Tijdens de zitting op 27 mei 2019 was eiseres vertegenwoordigd door haar gemachtigde, mr. B.S. Bernard, en haar referent was ook aanwezig. De rechtbank oordeelde dat verweerder zich op basis van de door eiseres verstrekte informatie terecht twijfels had kunnen maken over haar sociale en economische binding met Marokko. De rechtbank benadrukte dat eiseres zelf verantwoordelijk is voor het aantonen van haar bindingen en dat verweerder niet verplicht was om verder onderzoek te doen naar haar persoonlijke situatie.
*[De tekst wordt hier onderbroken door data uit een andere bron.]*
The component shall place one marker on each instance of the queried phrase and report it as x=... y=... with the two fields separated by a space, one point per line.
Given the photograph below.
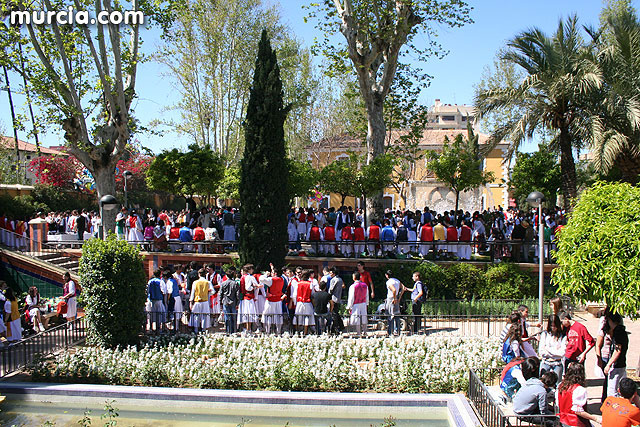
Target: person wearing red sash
x=464 y=251
x=426 y=235
x=373 y=236
x=314 y=236
x=329 y=235
x=304 y=307
x=247 y=308
x=357 y=303
x=346 y=235
x=571 y=398
x=272 y=314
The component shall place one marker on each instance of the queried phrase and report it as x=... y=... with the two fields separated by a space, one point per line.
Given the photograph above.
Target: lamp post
x=107 y=203
x=126 y=175
x=535 y=199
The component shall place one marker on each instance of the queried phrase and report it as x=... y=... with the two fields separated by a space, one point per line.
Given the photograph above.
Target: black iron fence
x=377 y=324
x=19 y=354
x=497 y=414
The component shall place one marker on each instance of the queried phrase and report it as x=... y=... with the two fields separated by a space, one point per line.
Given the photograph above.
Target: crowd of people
x=273 y=301
x=552 y=381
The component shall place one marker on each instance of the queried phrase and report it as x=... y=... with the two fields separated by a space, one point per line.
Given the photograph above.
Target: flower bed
x=434 y=364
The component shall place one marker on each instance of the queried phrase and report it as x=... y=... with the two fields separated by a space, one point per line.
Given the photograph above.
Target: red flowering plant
x=56 y=171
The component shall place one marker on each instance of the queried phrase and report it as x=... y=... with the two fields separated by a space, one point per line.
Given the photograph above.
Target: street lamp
x=107 y=203
x=126 y=175
x=535 y=199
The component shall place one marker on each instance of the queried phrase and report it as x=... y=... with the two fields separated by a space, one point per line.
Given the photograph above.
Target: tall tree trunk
x=13 y=119
x=376 y=133
x=567 y=169
x=106 y=184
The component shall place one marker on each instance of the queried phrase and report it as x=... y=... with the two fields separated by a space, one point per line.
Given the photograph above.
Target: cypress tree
x=264 y=194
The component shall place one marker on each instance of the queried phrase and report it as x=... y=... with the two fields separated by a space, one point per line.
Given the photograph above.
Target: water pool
x=64 y=404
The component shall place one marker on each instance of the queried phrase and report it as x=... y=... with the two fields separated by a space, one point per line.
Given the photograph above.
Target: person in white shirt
x=552 y=347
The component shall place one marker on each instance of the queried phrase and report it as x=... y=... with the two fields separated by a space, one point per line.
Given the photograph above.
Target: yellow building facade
x=421 y=187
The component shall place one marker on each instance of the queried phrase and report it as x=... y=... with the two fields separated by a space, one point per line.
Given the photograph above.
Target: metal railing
x=17 y=355
x=376 y=324
x=435 y=250
x=489 y=409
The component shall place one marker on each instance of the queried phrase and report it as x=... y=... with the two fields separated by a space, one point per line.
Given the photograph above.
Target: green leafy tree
x=538 y=171
x=376 y=32
x=197 y=171
x=459 y=165
x=113 y=290
x=83 y=78
x=264 y=176
x=560 y=77
x=598 y=254
x=302 y=178
x=616 y=110
x=338 y=177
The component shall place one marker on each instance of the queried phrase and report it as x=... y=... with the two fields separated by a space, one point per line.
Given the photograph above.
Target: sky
x=471 y=49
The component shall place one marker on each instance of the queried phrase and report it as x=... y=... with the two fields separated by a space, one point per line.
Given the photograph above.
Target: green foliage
x=113 y=289
x=459 y=165
x=507 y=281
x=264 y=174
x=197 y=171
x=598 y=253
x=466 y=282
x=302 y=178
x=538 y=171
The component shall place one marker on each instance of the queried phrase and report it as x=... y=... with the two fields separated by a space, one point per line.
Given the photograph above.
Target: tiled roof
x=9 y=142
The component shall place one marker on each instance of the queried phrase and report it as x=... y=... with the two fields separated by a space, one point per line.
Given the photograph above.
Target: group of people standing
x=553 y=380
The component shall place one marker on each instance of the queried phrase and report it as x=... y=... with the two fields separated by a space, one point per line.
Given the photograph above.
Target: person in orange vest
x=373 y=237
x=329 y=235
x=452 y=236
x=358 y=236
x=426 y=235
x=571 y=398
x=464 y=251
x=315 y=236
x=346 y=235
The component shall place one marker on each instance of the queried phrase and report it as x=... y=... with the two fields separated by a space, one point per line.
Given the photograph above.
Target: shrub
x=465 y=279
x=113 y=281
x=598 y=253
x=507 y=281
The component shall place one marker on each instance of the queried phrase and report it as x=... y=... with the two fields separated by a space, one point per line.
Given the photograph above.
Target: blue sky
x=471 y=48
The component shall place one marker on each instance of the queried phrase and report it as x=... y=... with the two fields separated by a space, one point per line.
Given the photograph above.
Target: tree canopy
x=598 y=253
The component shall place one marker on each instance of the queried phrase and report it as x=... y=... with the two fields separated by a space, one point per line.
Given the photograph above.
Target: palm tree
x=616 y=111
x=560 y=75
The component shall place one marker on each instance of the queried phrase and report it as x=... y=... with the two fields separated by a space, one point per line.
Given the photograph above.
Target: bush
x=598 y=253
x=113 y=290
x=507 y=281
x=465 y=279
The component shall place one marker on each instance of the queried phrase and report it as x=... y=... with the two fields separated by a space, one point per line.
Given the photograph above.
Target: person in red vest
x=198 y=236
x=373 y=236
x=304 y=308
x=426 y=235
x=247 y=308
x=358 y=236
x=346 y=235
x=571 y=398
x=366 y=278
x=272 y=314
x=452 y=236
x=314 y=236
x=464 y=251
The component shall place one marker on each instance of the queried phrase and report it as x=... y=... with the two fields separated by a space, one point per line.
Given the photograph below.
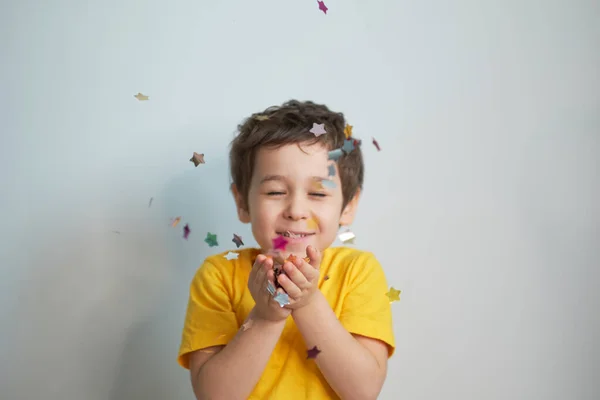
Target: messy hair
x=290 y=123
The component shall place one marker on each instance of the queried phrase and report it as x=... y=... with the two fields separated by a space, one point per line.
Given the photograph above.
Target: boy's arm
x=354 y=368
x=233 y=371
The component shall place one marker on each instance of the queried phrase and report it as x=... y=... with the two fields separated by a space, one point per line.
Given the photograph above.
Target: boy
x=321 y=328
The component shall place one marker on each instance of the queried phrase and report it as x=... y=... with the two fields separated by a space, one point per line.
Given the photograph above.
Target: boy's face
x=285 y=198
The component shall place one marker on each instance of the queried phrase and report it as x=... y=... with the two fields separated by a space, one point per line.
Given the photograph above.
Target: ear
x=243 y=214
x=350 y=210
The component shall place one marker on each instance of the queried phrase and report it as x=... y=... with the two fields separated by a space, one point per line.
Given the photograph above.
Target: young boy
x=321 y=329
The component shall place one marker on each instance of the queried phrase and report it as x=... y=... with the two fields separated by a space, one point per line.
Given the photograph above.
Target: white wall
x=482 y=205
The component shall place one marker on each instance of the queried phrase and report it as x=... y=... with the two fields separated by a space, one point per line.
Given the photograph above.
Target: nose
x=297 y=208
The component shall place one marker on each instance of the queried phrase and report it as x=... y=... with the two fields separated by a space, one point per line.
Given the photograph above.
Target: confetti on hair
x=282 y=298
x=197 y=159
x=312 y=353
x=322 y=6
x=335 y=154
x=211 y=239
x=318 y=129
x=347 y=237
x=393 y=294
x=279 y=243
x=348 y=131
x=237 y=240
x=247 y=325
x=376 y=144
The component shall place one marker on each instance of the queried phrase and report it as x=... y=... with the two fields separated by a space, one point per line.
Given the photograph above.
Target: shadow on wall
x=148 y=366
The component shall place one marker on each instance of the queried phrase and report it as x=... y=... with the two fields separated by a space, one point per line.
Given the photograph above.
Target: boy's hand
x=301 y=278
x=266 y=307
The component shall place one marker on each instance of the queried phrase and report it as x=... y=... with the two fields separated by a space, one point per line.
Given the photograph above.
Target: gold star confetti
x=348 y=131
x=393 y=294
x=141 y=97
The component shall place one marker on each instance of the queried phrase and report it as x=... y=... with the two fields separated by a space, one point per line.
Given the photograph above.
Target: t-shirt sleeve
x=366 y=309
x=210 y=319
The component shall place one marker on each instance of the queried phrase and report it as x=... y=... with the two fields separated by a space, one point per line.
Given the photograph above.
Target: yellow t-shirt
x=220 y=302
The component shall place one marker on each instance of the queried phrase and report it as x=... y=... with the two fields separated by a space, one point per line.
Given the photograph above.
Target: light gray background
x=483 y=205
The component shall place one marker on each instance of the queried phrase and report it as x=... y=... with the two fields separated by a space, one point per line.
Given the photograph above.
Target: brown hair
x=290 y=123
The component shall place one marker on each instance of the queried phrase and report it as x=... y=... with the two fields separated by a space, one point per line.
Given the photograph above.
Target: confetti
x=237 y=240
x=197 y=159
x=349 y=145
x=331 y=170
x=279 y=243
x=247 y=325
x=211 y=239
x=312 y=353
x=393 y=294
x=347 y=237
x=335 y=154
x=376 y=145
x=318 y=129
x=282 y=298
x=348 y=131
x=322 y=6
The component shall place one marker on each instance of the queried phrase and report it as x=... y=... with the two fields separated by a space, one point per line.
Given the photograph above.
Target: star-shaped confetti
x=335 y=154
x=322 y=6
x=331 y=170
x=376 y=144
x=247 y=325
x=318 y=129
x=211 y=239
x=282 y=298
x=279 y=243
x=348 y=131
x=237 y=240
x=197 y=159
x=348 y=146
x=393 y=294
x=312 y=353
x=347 y=237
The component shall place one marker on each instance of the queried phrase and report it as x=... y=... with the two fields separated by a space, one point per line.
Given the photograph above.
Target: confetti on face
x=237 y=240
x=376 y=145
x=247 y=325
x=348 y=146
x=211 y=239
x=312 y=353
x=393 y=294
x=348 y=131
x=197 y=159
x=279 y=243
x=322 y=6
x=335 y=154
x=347 y=237
x=282 y=298
x=318 y=129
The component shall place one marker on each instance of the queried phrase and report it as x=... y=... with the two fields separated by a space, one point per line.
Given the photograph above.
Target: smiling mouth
x=293 y=235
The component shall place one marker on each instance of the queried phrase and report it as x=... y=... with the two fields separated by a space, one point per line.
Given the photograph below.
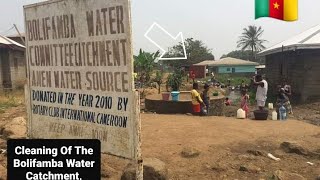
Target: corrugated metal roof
x=261 y=67
x=9 y=42
x=228 y=61
x=309 y=39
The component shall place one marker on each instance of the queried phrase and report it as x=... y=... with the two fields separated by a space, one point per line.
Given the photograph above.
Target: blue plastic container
x=175 y=95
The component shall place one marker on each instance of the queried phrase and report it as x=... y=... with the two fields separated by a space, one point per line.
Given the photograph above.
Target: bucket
x=261 y=115
x=165 y=96
x=175 y=95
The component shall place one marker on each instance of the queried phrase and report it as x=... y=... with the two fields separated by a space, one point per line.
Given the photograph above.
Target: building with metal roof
x=230 y=65
x=297 y=61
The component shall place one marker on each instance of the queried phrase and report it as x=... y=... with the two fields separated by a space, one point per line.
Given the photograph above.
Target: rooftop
x=8 y=43
x=228 y=61
x=309 y=39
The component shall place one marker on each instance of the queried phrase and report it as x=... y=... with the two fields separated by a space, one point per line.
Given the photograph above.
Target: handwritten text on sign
x=80 y=72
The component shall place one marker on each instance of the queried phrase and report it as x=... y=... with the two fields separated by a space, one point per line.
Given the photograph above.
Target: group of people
x=200 y=101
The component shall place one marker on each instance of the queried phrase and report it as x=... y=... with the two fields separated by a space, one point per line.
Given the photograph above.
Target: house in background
x=12 y=64
x=230 y=66
x=298 y=61
x=261 y=69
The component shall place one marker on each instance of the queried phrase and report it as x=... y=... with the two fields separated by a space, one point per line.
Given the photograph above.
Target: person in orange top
x=227 y=102
x=196 y=100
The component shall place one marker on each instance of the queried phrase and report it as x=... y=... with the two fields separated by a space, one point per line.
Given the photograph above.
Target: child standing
x=206 y=98
x=245 y=102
De rechtbank concludeerde dat de afwijzing van de visumaanvraag terecht was, omdat eiseres niet had aangetoond dat zij een wezenlijke sociale en economische binding met Marokko had. Het beroep van eiseres werd ongegrond verklaard, en er werd geen proceskostenveroordeling opgelegd. De uitspraak is openbaar uitgesproken en partijen zijn op de hoogte gesteld van hun recht om binnen vier weken hoger beroep in te stellen bij de Afdeling bestuursrechtspraak van de Raad van State.